I’ve never given too much thought to school. I mean, yes, I was pushed to study hard, get good grades, graduate from high school and go to college. But these days, I’ve been thinking about school in a different way. More specifically, I’ve been thinking about the way I was schooled.
You see, I attended a business creativity conference, called Play at Work, over the past two days. And much of the conversation touched on the way our culture values perfection, places so much weight on being right or wrong and leaves little room for anything in between. Growing up as kids in school, we are so rarely encouraged to try things out just to try them. We’ve become accustomed to thinking mistakes are horrible, no good, very bad things — instead of seeing mistakes as a natural stepping stone to arriving at the right answer.
Fact of the matter is, that sort of exploratory style of finding solutions by trial and error manifests into a big word — creativity. And creativity is what companies in this day and age desperately want and neeeeeed. But aside from art and music class (which are also low on the value totem pole), students aren’t typically pushed in the area of the arts and creative problem solving.
So enough about the business talk and onto my real life reflection. I feel like this concept of creativity in school is something I — and many others — missed out on.
In 3rd grade, my teacher, Ms. Witham, thought I did an exceptional job on an assignment where we had to visualize and draw out a key image from a story we had written. Even at that young age, my strengths were in reading, writing and drawing — subjects that were subjective. Unlike math and science where there’s always a clear and finite answer. Those subjects I literally sucked at. (And by the way, I still do!)
Anyway, Ms. Witham submitted my work of art to the Gifted and Talented Education Program (GATE), a program that provides creative, accelerated cognitive enrichment to further students in reading, writing and math. Students who were a part of GATE left their regular classroom for a few hours once or every other week to focus on more advanced lessons in the aforementioned areas. And in order to become a part of the program, you had to be nominated and you had to pass a test.

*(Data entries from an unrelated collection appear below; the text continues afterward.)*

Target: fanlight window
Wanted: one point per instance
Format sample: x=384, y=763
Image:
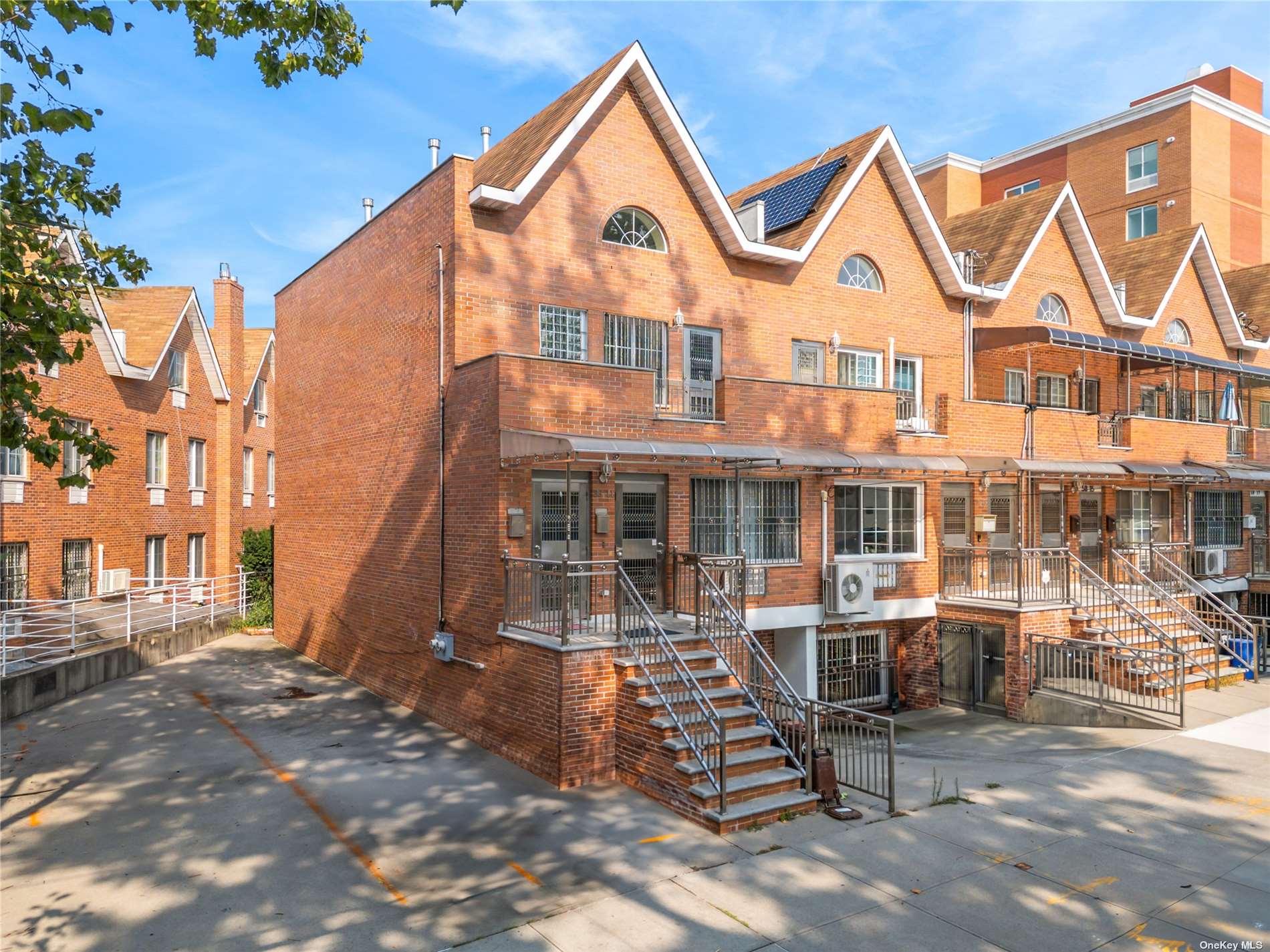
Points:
x=1052, y=310
x=859, y=272
x=630, y=226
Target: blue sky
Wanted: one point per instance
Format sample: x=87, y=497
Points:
x=215, y=166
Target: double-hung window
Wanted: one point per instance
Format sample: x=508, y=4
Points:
x=859, y=368
x=1219, y=518
x=1142, y=166
x=876, y=520
x=561, y=333
x=1051, y=390
x=770, y=518
x=156, y=458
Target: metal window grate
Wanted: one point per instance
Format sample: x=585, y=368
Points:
x=561, y=333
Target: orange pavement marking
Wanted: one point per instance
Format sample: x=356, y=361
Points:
x=285, y=777
x=526, y=874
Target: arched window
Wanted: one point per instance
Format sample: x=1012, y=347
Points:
x=1176, y=333
x=1052, y=310
x=630, y=226
x=859, y=272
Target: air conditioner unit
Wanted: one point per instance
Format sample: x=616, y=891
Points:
x=1209, y=561
x=849, y=588
x=114, y=581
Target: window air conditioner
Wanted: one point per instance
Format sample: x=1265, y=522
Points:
x=849, y=588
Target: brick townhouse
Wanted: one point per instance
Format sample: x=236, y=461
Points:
x=626, y=468
x=174, y=396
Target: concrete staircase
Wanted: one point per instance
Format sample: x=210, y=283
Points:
x=656, y=758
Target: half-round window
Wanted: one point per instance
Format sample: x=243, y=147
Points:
x=1176, y=333
x=1052, y=310
x=859, y=272
x=630, y=226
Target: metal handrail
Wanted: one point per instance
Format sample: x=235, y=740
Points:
x=1237, y=622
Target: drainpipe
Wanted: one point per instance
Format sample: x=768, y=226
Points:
x=441, y=440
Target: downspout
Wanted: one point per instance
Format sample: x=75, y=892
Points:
x=441, y=440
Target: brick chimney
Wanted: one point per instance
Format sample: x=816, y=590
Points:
x=228, y=479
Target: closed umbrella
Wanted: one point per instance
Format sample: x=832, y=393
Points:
x=1230, y=408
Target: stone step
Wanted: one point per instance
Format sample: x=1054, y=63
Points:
x=737, y=734
x=789, y=800
x=695, y=716
x=705, y=790
x=736, y=758
x=713, y=693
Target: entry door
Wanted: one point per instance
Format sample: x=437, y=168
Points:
x=703, y=366
x=1092, y=530
x=642, y=533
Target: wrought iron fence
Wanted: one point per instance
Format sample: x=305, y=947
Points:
x=1146, y=679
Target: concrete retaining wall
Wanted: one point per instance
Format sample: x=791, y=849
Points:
x=47, y=685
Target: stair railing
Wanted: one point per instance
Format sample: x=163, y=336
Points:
x=766, y=688
x=682, y=695
x=1237, y=625
x=1092, y=591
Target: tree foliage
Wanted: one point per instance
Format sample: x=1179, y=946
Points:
x=49, y=262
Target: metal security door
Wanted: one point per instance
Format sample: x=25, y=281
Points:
x=642, y=533
x=703, y=366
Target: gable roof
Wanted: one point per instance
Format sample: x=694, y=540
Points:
x=1001, y=231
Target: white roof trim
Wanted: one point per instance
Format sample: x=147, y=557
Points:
x=1188, y=94
x=265, y=355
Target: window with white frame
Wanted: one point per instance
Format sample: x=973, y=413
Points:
x=197, y=464
x=73, y=461
x=561, y=333
x=177, y=369
x=1176, y=333
x=1015, y=190
x=156, y=458
x=1142, y=221
x=1051, y=390
x=195, y=547
x=876, y=520
x=859, y=272
x=808, y=362
x=1141, y=166
x=859, y=368
x=634, y=228
x=1052, y=310
x=156, y=560
x=1219, y=518
x=1016, y=386
x=770, y=518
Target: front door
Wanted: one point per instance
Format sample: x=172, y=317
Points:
x=642, y=533
x=703, y=366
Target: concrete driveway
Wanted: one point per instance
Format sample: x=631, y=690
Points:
x=193, y=806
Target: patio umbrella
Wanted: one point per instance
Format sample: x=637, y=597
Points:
x=1230, y=408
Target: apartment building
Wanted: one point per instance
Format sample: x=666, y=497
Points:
x=630, y=470
x=168, y=393
x=1194, y=154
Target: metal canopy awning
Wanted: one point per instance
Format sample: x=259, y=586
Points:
x=521, y=446
x=1138, y=353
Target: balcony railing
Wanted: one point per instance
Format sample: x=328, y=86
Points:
x=1013, y=575
x=685, y=399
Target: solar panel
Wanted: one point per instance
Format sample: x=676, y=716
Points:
x=793, y=200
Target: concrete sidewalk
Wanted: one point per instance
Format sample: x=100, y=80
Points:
x=193, y=806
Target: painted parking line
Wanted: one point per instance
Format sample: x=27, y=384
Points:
x=306, y=798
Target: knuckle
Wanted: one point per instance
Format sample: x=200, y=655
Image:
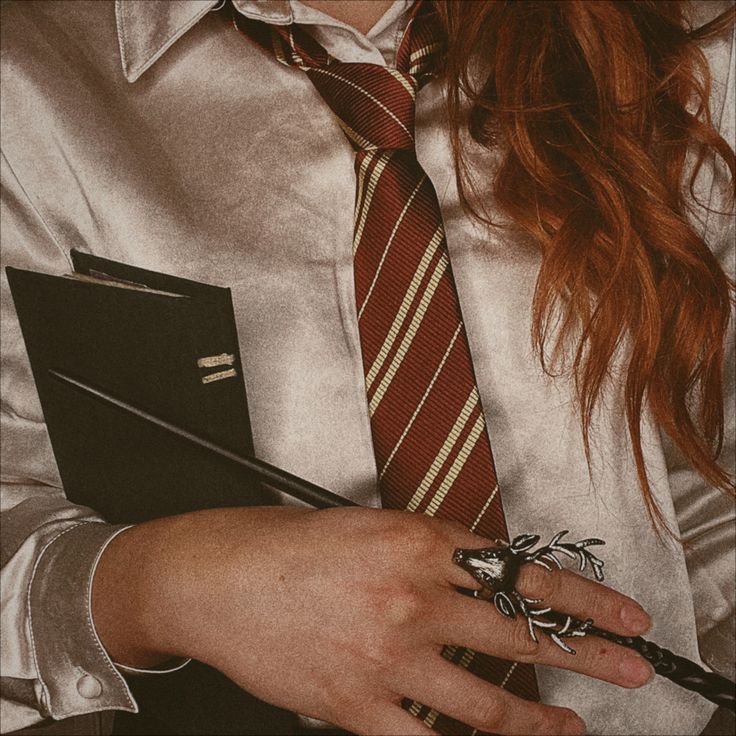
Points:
x=524, y=646
x=492, y=712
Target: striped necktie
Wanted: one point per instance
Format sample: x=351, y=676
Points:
x=429, y=434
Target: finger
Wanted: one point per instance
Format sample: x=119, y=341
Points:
x=568, y=592
x=386, y=718
x=461, y=695
x=478, y=625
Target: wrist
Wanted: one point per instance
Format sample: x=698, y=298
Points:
x=131, y=597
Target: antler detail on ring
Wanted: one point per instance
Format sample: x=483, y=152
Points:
x=496, y=569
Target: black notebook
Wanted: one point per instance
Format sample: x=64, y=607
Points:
x=170, y=346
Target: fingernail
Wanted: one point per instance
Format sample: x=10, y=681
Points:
x=635, y=671
x=635, y=619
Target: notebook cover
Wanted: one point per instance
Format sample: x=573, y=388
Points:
x=144, y=348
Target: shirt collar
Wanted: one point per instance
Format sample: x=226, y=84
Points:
x=146, y=30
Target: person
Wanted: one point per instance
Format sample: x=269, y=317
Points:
x=157, y=135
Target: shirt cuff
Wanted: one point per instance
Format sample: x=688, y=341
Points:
x=75, y=673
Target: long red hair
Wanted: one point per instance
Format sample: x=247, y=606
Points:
x=595, y=106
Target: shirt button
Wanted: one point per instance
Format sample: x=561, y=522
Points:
x=89, y=687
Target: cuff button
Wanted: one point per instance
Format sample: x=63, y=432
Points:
x=89, y=687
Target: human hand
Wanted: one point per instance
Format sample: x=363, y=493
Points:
x=340, y=614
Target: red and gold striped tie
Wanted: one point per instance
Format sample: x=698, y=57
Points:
x=429, y=433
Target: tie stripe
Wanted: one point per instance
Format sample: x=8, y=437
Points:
x=429, y=433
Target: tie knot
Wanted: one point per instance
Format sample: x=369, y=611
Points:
x=374, y=105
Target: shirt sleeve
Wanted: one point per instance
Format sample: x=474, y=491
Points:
x=706, y=515
x=52, y=662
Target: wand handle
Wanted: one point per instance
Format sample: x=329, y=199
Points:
x=681, y=671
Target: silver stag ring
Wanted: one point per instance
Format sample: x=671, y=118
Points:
x=497, y=568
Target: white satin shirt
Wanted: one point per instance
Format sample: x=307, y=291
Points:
x=153, y=133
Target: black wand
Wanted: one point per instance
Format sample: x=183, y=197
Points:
x=495, y=568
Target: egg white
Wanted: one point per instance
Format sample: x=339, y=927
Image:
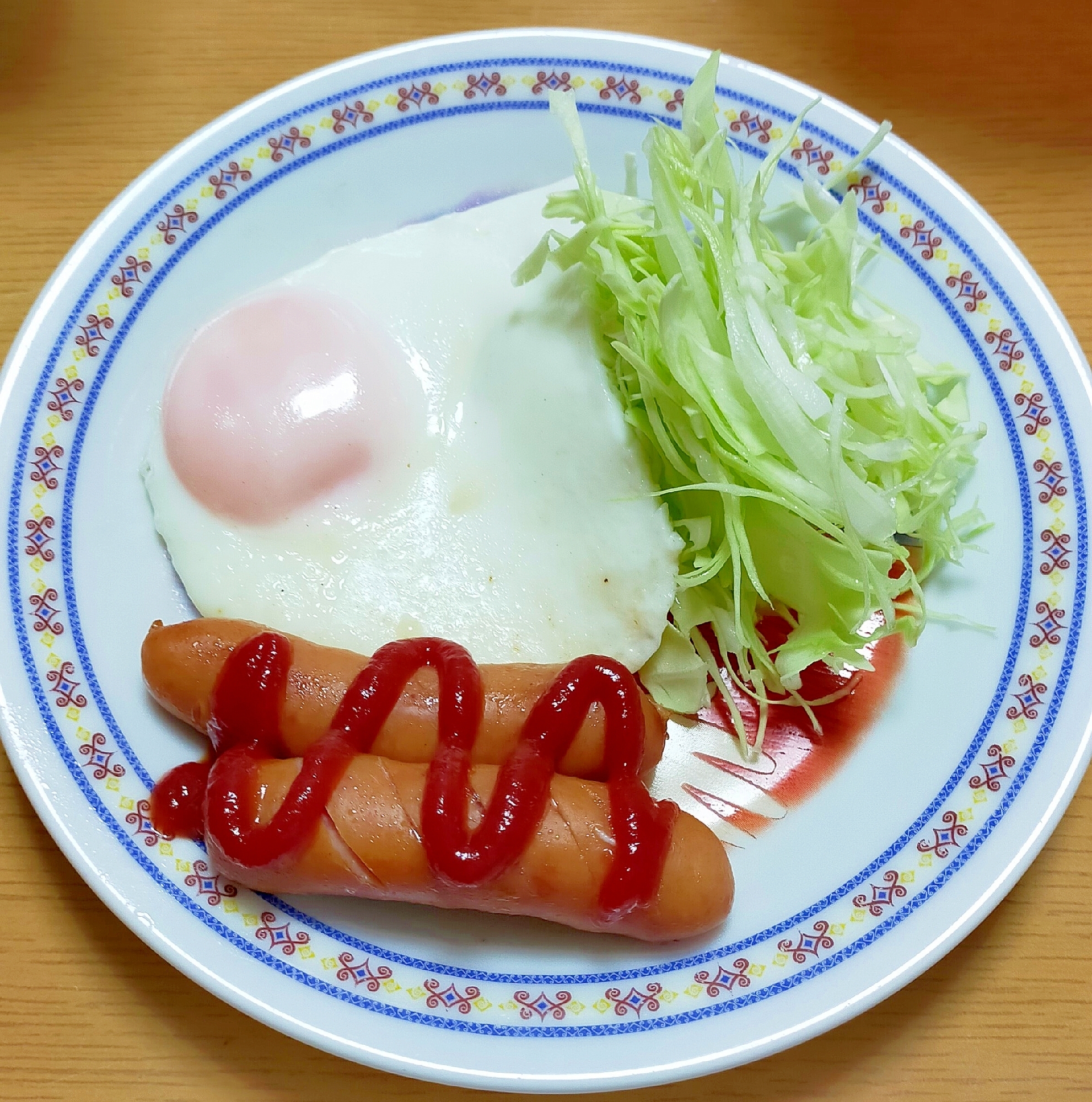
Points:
x=517, y=519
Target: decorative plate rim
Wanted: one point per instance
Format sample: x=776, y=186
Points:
x=1056, y=322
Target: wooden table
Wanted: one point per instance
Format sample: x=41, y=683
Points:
x=92, y=93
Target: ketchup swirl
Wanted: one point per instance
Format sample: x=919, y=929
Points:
x=245, y=729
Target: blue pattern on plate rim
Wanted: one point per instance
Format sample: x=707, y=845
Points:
x=452, y=998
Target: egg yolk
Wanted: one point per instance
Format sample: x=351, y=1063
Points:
x=277, y=401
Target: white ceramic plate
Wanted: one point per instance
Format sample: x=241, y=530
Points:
x=843, y=900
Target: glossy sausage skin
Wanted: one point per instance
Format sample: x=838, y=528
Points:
x=182, y=662
x=369, y=846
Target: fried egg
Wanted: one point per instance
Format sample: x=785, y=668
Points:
x=396, y=441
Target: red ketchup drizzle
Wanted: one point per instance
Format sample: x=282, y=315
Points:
x=244, y=728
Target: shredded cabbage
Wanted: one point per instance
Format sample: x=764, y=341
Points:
x=801, y=443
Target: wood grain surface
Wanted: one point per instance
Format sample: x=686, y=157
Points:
x=90, y=93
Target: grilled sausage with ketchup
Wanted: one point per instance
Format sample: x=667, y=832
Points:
x=182, y=662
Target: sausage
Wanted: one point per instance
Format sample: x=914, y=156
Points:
x=182, y=662
x=368, y=845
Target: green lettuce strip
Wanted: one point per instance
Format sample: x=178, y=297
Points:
x=801, y=443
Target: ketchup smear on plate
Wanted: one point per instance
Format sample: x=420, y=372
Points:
x=803, y=759
x=244, y=727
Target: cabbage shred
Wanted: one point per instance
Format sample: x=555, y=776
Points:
x=801, y=443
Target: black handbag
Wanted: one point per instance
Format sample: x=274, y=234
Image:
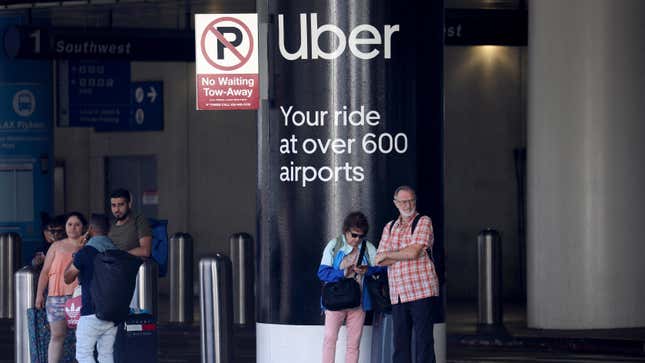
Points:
x=379, y=290
x=343, y=294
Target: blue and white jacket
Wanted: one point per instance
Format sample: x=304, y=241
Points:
x=329, y=270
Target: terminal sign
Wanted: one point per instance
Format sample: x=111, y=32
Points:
x=226, y=60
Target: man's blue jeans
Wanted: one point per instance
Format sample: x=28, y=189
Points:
x=90, y=331
x=414, y=317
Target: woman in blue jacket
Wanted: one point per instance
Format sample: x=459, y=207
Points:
x=339, y=260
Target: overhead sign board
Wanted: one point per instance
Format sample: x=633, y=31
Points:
x=146, y=109
x=93, y=93
x=226, y=61
x=99, y=94
x=33, y=42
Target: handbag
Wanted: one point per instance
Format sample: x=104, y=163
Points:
x=73, y=308
x=379, y=289
x=343, y=294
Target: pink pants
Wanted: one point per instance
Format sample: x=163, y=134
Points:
x=333, y=322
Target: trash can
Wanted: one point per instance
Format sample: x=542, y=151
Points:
x=180, y=269
x=9, y=262
x=489, y=262
x=243, y=278
x=26, y=284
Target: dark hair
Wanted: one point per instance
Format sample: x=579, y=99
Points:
x=99, y=222
x=121, y=193
x=356, y=220
x=77, y=215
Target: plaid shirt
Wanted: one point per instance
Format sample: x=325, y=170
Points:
x=414, y=279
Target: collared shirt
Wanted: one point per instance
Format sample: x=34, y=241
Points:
x=414, y=279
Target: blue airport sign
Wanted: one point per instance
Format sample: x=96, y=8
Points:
x=146, y=109
x=93, y=93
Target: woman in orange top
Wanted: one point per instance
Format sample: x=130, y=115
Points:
x=51, y=278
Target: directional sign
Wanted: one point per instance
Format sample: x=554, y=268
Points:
x=146, y=109
x=93, y=93
x=226, y=61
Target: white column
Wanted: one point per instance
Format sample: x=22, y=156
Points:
x=586, y=164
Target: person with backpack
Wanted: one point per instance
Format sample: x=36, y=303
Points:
x=347, y=256
x=412, y=278
x=52, y=290
x=93, y=329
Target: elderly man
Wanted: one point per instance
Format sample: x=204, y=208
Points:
x=412, y=278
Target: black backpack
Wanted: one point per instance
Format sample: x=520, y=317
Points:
x=113, y=283
x=438, y=269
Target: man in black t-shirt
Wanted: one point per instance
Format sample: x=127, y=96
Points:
x=91, y=330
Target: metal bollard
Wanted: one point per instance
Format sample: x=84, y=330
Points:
x=216, y=307
x=180, y=267
x=9, y=261
x=146, y=290
x=26, y=283
x=243, y=278
x=489, y=261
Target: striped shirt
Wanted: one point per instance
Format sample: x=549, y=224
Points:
x=414, y=279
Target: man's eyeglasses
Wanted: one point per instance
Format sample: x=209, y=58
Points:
x=403, y=202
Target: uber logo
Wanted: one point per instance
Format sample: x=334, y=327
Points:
x=361, y=35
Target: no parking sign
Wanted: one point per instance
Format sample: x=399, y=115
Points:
x=226, y=60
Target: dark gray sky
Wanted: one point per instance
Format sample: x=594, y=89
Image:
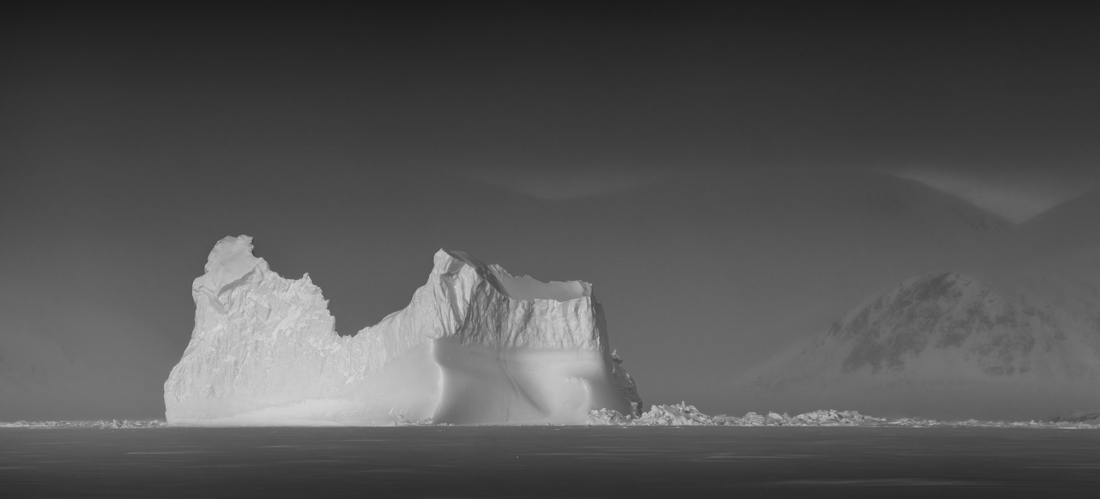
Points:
x=352, y=144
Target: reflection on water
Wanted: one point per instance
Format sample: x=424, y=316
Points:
x=549, y=462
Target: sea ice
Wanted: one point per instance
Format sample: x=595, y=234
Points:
x=475, y=345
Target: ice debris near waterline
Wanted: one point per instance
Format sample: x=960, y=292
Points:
x=475, y=345
x=682, y=414
x=102, y=424
x=679, y=416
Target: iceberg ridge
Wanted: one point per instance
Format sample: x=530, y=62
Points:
x=475, y=345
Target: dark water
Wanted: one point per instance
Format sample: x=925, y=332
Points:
x=550, y=462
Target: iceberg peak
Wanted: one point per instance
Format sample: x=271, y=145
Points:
x=475, y=345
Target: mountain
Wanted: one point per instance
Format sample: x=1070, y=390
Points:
x=701, y=275
x=942, y=345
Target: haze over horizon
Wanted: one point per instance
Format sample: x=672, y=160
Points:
x=729, y=179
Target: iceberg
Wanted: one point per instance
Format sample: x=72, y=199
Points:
x=475, y=345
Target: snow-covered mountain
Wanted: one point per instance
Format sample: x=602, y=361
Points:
x=475, y=345
x=704, y=274
x=943, y=345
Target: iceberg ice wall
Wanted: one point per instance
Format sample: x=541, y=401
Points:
x=475, y=345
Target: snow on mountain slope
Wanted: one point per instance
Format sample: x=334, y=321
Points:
x=475, y=345
x=943, y=345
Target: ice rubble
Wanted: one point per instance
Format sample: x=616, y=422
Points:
x=683, y=414
x=475, y=345
x=102, y=424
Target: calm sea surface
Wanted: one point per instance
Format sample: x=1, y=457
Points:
x=550, y=462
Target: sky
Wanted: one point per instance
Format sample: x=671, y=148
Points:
x=132, y=140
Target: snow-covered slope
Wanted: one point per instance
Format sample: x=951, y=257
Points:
x=475, y=345
x=944, y=345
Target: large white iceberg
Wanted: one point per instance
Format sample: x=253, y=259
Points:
x=475, y=345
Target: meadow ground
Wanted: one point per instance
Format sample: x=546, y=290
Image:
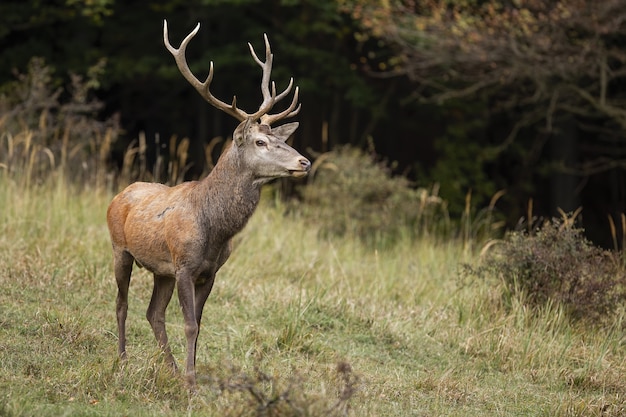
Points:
x=296, y=325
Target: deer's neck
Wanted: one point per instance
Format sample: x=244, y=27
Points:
x=229, y=195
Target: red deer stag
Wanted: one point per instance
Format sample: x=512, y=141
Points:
x=182, y=234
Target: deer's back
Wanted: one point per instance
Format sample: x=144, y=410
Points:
x=156, y=224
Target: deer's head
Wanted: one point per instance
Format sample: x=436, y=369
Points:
x=263, y=149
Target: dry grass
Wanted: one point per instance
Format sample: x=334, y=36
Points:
x=296, y=325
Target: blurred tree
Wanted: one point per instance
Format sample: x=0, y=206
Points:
x=549, y=76
x=313, y=41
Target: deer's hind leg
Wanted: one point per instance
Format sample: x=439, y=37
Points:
x=161, y=296
x=123, y=267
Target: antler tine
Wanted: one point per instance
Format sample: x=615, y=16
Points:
x=269, y=98
x=268, y=119
x=269, y=93
x=201, y=87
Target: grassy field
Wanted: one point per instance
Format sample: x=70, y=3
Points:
x=296, y=325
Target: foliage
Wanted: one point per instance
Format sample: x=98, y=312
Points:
x=556, y=264
x=540, y=62
x=350, y=193
x=46, y=126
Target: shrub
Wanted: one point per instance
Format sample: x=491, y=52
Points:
x=350, y=193
x=556, y=263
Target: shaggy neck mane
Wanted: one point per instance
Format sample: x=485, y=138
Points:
x=229, y=200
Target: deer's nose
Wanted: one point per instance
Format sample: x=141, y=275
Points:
x=305, y=164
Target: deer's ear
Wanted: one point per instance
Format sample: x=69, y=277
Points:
x=283, y=132
x=242, y=131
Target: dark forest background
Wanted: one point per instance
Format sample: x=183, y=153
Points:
x=475, y=96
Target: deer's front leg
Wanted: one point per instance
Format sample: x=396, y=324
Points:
x=186, y=297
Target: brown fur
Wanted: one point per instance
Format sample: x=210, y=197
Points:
x=182, y=234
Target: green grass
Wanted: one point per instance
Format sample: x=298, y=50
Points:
x=295, y=325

Thanks to Ms. Witham, the nomination part was taken care of — but it was the test I had to pass. And to save me the pain of having to retell the student-to-teacher, face-to-face test I was forced to endure (kidding, it really wasn’t a traumatic experience), I’ll tell you that I didn’t pass the test. There were math and science problems I specifically remember not being able to solve in the time allotted. So to put it bluntly, my scores weren’t high enough and I was REJECTED from the Gifted and Talented Education Program.
Now, I don’t know if it was my math and science scores that sent my overall score six feet under. But it does make me wonder… if there had been equal or greater weight on the creativity side of the test, would I have nailed it? I may never know. And it didn’t really matter anyway, because I was accepted into a Gifted and Talented program in 5th grade when we moved to Las Vegas. So there!
But I am a firm believer that creativity is an asset to any organization and that it’s the little ones still being schooled that have a ton of it. Creativity has to begin in schools and flourish into adulthood. And as adults, some of us are finally understanding that.
At the end of the day, I realize I am lucky enough to be in a position where I have to use creativity every day at work. Because when the creativity gets really good, it doesn’t feel like work. And that’s how you know that exactly where you are in the working world, is exactly where you’re supposed to be. (Although you wouldn’t mind getting promoted either.)